Initial commit for venue-templates

2026-01-29 22:15:17 +08:00
commit 5eedf4f6d9
25 changed files with 9762 additions and 0 deletions
--- a/references/ml_conference_style.md
+++ b/references/ml_conference_style.md
@@ -0,0 +1,556 @@
+# ML Conference Writing Style Guide
+
+Comprehensive writing guide for NeurIPS, ICML, ICLR, CVPR, ECCV, ICCV, and other major machine learning and computer vision conferences.
+
+**Last Updated**: 2024
+
+---
+
+## Overview
+
+ML conferences prioritize **novelty**, **rigorous empirical evaluation**, and **reproducibility**. Papers are evaluated on clear contribution, strong baselines, comprehensive ablations, and honest discussion of limitations.
+
+### Key Philosophy
+
+> "Show don't tell—your experiments should demonstrate your claims, not just your prose."
+
+**Primary Goal**: Advance the state of the art with novel methods validated through rigorous experimentation.
+
+---
+
+## Audience and Tone
+
+### Target Reader
+
+- ML researchers and practitioners
+- Experts in the specific subfield
+- Familiar with recent literature
+- Expect technical depth and precision
+
+### Tone Characteristics
+
+| Characteristic | Description |
+|---------------|-------------|
+| **Technical** | Dense with methodology details |
+| **Precise** | Exact terminology, no ambiguity |
+| **Empirical** | Claims backed by experiments |
+| **Direct** | State contributions clearly |
+| **Honest** | Acknowledge limitations |
+
+### Voice
+
+- **First person plural ("we")**: "We propose..." "Our method..."
+- **Active voice**: "We introduce a novel architecture..."
+- **Confident but measured**: Strong claims require strong evidence
+
+---
+
+## Abstract
+
+### Style Requirements
+
+- **Dense and numbers-focused**
+- **150-250 words** (varies by venue)
+- **Key results upfront**: Include specific metrics
+- **Flowing paragraph** (not structured)
+
+### Abstract Structure
+
+1. **Problem** (1 sentence): What problem are you solving?
+2. **Limitation of existing work** (1 sentence): Why current methods fall short
+3. **Your approach** (1-2 sentences): What's your method?

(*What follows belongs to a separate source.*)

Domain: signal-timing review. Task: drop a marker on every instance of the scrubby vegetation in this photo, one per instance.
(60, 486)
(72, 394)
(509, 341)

+4. **Key results** (2-3 sentences): Specific numbers on benchmarks
+5. **Significance** (optional, 1 sentence): Why this matters
+
+### Example Abstract (NeurIPS Style)
+
+```
+Transformers have achieved remarkable success in sequence modeling but 
+suffer from quadratic computational complexity, limiting their application 
+to long sequences. We introduce FlashAttention-2, an IO-aware exact 
+attention algorithm that achieves 2x speedup over FlashAttention and up 
+to 9x speedup over standard attention on sequences up to 16K tokens. Our 
+key insight is to reduce memory reads/writes by tiling and recomputation, 
+achieving optimal IO complexity. On the Long Range Arena benchmark, 
+FlashAttention-2 enables training with 8x longer sequences while matching 
+standard attention accuracy. Combined with sequence parallelism, we train 
+GPT-style models on sequences of 64K tokens at near-linear cost. We 
+release optimized CUDA kernels achieving 80% of theoretical peak FLOPS 
+on A100 GPUs. Code is available at [anonymous URL].
+```
+
+### Abstract Don'ts
+
+❌ "We propose a novel method for X" (vague, no results)
+❌ "Our method outperforms baselines" (no specific numbers)
+❌ "This is an important problem" (self-evident claims)
+
+✅ Include specific metrics: "achieves 94.5% accuracy, 3.2% improvement"
+✅ Include scale: "on 1M samples" or "16K token sequences"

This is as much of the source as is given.